Uma estrutura organizacional para o estado nacional trabalhista

A organização do Estado Nacional Trabalhista, abordando história, cultura e desafios do Brasil frente ao neoliberalismo. Por Pedro Pinho.

67
Bandeira do Brasil e Congresso (foto Marcello Casal Jr, ABr)
Bandeira do Brasil e Congresso (foto Marcello Casal Jr, ABr)

Álvaro García Linera, ex-vice-presidente da Bolívia (2006-2019), é também um intelectual, professor, que, em 2010, pronunciou conferência na Faculdade de Direito da Universidade de Buenos Aires sobre “A Construção do Estado”. “O que chamamos de Estado?”, inicia socraticamente Linera. E, entre diversas perspectivas, ele afirma: “O Estado vem a ser suas instituições.”

Mas não só é composto desta materialidade, que Lenin denominava “a máquina do Estado”, há um sentimento, uma lembrança, uma afeição que domina a todos, quando entoam o Hino Nacional ou torcem pelo país em disputas esportivas internacionais ou saboreiam comidas típicas de nosso lar. Podemos então dizer que o Estado tem corpo e alma.

Neste artigo trataremos do corpo, das instituições, de um modelo organizacional. Ao tratar da cultura, proximamente, entraremos então na alma do Estado.

Dalmo de Abreu Dallari (1931-2022), jurista paulista, afirmou que as múltiplas orientações, que se poderiam dar ao Estudo do Estado, resumir-se-iam em três:

Espaço Publicitáriocnseg
  • (a) a justificativa para o Estado, uma perspectiva filosófica;
  • (b) a realidade dos fatos concretos, aproximando-se de uma sociologia do Estado; e
  • (c) sua normatividade, criada pelo direito.

O mestre paulista as condensava, como o fizera o italiano Alexandre Groppali, considerando sua totalidade filosófica, sociológica e jurídica, que Groppali subordinava à Constituição. No entanto, a preservação de seus valores e culturas constitui características que devem marcar qualquer sociedade, não impedindo seu avanço e correções, em especial na sociedade tão desigual quanto a brasileira.

A ideia do futuro do Estado sob um pensamento idêntico, um máximo de concentração no máximo de extensão do poder político, não é o sonho megalomaníaco do neoliberalismo financeiro. Ele esteve muitas vezes no passado como projeto de religiões e chega ao século 20 como a Organização das Nações Unidas (ONU), antepondo-se à sua extinção, “quando for, finalmente, representante verdadeiro de toda sociedade” (Marx e Engels).

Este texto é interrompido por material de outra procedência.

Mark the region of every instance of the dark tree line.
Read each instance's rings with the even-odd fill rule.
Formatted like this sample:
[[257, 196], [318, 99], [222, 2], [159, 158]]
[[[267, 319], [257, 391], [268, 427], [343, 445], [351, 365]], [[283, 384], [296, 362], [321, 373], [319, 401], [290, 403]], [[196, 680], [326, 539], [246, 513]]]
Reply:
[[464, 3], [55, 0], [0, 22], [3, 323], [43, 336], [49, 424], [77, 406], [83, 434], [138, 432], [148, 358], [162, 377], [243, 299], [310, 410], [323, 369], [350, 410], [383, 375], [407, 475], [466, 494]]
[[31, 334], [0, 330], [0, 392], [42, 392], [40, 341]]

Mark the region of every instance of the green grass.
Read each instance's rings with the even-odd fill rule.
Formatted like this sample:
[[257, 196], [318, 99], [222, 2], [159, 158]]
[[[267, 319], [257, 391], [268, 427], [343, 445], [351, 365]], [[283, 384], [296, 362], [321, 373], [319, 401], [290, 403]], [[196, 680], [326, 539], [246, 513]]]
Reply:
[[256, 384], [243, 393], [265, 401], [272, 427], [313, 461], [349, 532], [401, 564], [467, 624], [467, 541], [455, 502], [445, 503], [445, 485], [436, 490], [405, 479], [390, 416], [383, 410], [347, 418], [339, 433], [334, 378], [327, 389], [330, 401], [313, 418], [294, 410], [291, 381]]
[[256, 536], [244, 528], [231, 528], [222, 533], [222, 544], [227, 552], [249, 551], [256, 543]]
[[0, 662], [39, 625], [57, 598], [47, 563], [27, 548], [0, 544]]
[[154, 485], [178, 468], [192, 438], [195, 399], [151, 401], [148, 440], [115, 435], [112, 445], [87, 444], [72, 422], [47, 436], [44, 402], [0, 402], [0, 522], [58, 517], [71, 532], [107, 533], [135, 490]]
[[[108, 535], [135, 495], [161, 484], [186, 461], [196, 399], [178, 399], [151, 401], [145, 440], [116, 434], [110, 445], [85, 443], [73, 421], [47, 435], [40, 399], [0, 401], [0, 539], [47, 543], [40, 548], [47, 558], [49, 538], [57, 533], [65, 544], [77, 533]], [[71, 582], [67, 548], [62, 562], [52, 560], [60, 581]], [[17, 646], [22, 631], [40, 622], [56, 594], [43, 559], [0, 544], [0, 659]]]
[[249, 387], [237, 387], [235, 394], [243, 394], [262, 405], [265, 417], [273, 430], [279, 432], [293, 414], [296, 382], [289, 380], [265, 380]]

Em 6 de junho de 2014, Xi Jin Ping pronunciou palestra, na 7ª Conferência para a Amizade de Associações de Chineses de Ultramar, concluindo com as seguintes palavras: “O sonho chinês é o sonho do nosso povo na busca da felicidade e está interligado com os sonhos de felicidade dos povos de todo mundo. Somente quando o país e a nação estiverem bem, todos nós poderemos ficar bem. Somente quando o mundo prosperar, a China poderá se desenvolver. A China persiste em seguir o caminho do desenvolvimento pacífico e se empenha positivamente para a prosperidade e o desenvolvimento do mundo”.


Quem é o povo?

Com esta indagação, o professor da Faculdade de Heidelberg (Alemanha), Friedrich Müller, onde foi diretor, intitula seu livro de 1998, para Editora Revista dos Tribunais (São Paulo).

“O povo não é apenas – de forma indireta – a fonte ativa da instituição de normas por meio de eleições bem como – de forma direta – por meio de referendos legislativos; ele é de qualquer modo o destinatário das prescrições, em conexão com deveres, direitos e funções de proteção”.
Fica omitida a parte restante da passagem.